This week’s coffee is a washed SL28 from the Mamuto farm in Kenya. This is a medium roast.
I paid $35 for 8 ounces, which works out to only $4.38 a cup (beans only). I forgot to get a picture of the roast date, but it was a March 10 roast. This means that the coffee has been resting for about three weeks, which could be a perfect amount of time.
Lovely aroma from the whole beans. Quite a bit of chaff on the grind.
Do you even sift, bro? It’s extremely important that you sift out your fines when making pour over. The fines will muddy everything up and ruin your beautiful cup of coffee. Set them aside!
Comandante C40 notes:
25 Clix: 1100 microns: 12.5 grams, 800 microns: 8.1 grams
25 Clix (another grind): 1100 microns: 11.2 grams, 800 microns: 8.7 grams
24 Clix: 1100 microns: 11.5 grams, 800 microns: 8.9 grams
24 Clix (another grind): 1100 microns: 9.5 grams, 800 microns: 9.6 grams
23 Clix: 1100 microns: 6.5 grams, 800 microns: 10.3 grams (WAY too fine, never ever use Comandante C40 below 24 Clix for pour over)

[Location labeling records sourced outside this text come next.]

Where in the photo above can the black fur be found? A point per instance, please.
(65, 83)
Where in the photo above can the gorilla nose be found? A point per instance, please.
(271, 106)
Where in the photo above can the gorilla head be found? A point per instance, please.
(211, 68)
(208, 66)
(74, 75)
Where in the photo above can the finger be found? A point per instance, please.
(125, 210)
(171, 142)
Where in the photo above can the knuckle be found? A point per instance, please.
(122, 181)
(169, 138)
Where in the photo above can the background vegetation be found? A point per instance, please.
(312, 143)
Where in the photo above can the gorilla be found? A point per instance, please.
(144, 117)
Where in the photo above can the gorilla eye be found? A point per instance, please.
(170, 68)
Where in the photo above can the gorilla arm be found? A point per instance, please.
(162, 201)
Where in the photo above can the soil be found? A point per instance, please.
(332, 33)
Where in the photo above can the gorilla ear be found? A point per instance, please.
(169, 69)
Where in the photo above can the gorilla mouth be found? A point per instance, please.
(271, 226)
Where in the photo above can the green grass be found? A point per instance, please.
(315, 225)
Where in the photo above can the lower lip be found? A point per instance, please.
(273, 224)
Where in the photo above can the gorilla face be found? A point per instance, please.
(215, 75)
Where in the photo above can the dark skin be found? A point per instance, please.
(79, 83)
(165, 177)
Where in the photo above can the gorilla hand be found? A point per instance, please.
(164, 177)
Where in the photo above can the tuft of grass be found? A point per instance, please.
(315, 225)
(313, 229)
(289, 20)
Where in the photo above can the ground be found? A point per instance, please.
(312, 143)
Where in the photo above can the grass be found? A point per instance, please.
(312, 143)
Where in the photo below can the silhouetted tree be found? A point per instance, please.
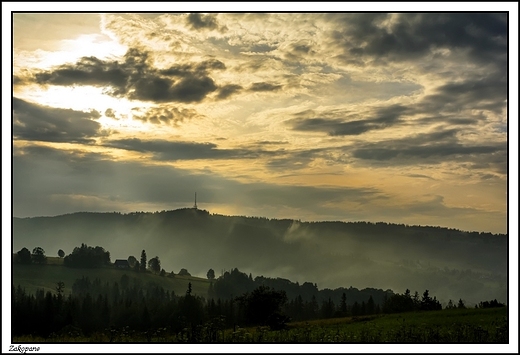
(131, 261)
(371, 307)
(461, 304)
(263, 307)
(450, 305)
(24, 256)
(60, 285)
(155, 265)
(343, 305)
(142, 264)
(184, 272)
(86, 256)
(38, 256)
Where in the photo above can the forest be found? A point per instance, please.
(453, 263)
(130, 308)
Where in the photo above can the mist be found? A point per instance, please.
(451, 264)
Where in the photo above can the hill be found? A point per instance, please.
(32, 277)
(452, 264)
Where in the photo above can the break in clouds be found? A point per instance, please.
(322, 116)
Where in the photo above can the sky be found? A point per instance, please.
(394, 117)
(356, 116)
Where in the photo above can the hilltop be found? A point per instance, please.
(451, 263)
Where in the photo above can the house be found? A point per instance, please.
(122, 264)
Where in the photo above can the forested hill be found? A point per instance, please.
(450, 263)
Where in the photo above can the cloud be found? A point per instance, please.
(168, 115)
(42, 123)
(489, 93)
(47, 181)
(430, 148)
(264, 86)
(167, 150)
(397, 37)
(384, 117)
(204, 22)
(227, 90)
(135, 78)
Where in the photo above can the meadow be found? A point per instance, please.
(446, 326)
(32, 277)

20 grams of perfectly consistent grind after sifting. The usual recipe, 15:1 … 200-degree Fahrenheit water, 50 ml and 30 seconds to bloom, second pour of 150 ml, final pour to 300 ml total. Of course I use a hand-blown Chemex because it costs three times as much, which means it’s three times as good. It’s also important that you pronounce Chemex, “sha-may.”
Bloom pour of 50 ml.
Second pour of 100 ml to 150 ml total.
Final pour of 150 ml to 300 ml. Lovely dark color. Drained to drip at the two minute 45 second mark.

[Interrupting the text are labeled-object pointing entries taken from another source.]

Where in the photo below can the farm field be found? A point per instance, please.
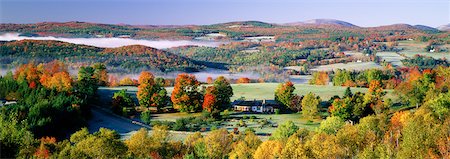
(391, 57)
(352, 66)
(249, 91)
(256, 91)
(411, 48)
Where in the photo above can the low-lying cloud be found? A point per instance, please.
(114, 42)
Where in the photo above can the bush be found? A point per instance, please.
(277, 111)
(146, 117)
(180, 124)
(226, 114)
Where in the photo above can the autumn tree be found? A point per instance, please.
(295, 146)
(269, 149)
(224, 92)
(209, 80)
(60, 81)
(331, 125)
(243, 80)
(87, 83)
(121, 100)
(185, 95)
(151, 92)
(209, 100)
(101, 74)
(310, 104)
(284, 94)
(139, 144)
(127, 81)
(284, 131)
(103, 144)
(374, 97)
(217, 144)
(342, 77)
(320, 78)
(245, 146)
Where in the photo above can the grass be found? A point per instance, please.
(391, 57)
(411, 48)
(256, 91)
(352, 66)
(249, 91)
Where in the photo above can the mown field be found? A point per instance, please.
(249, 91)
(391, 57)
(352, 66)
(411, 48)
(257, 90)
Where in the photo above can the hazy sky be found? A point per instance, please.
(359, 12)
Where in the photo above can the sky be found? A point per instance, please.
(184, 12)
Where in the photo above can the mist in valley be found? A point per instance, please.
(115, 42)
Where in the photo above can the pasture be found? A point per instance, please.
(391, 57)
(251, 91)
(411, 48)
(352, 66)
(248, 91)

Drinking Gesha screws you up because you forget what a real coffee like SL28 tastes like. Strong berry in this one … they say blackberry on the package, but I don’t know if that was it. They also say plum, but again, I dunno. Complex sour for sure. Odd for a medium roast to still be this sour. This was really good though, and not super expensive like the CoEs.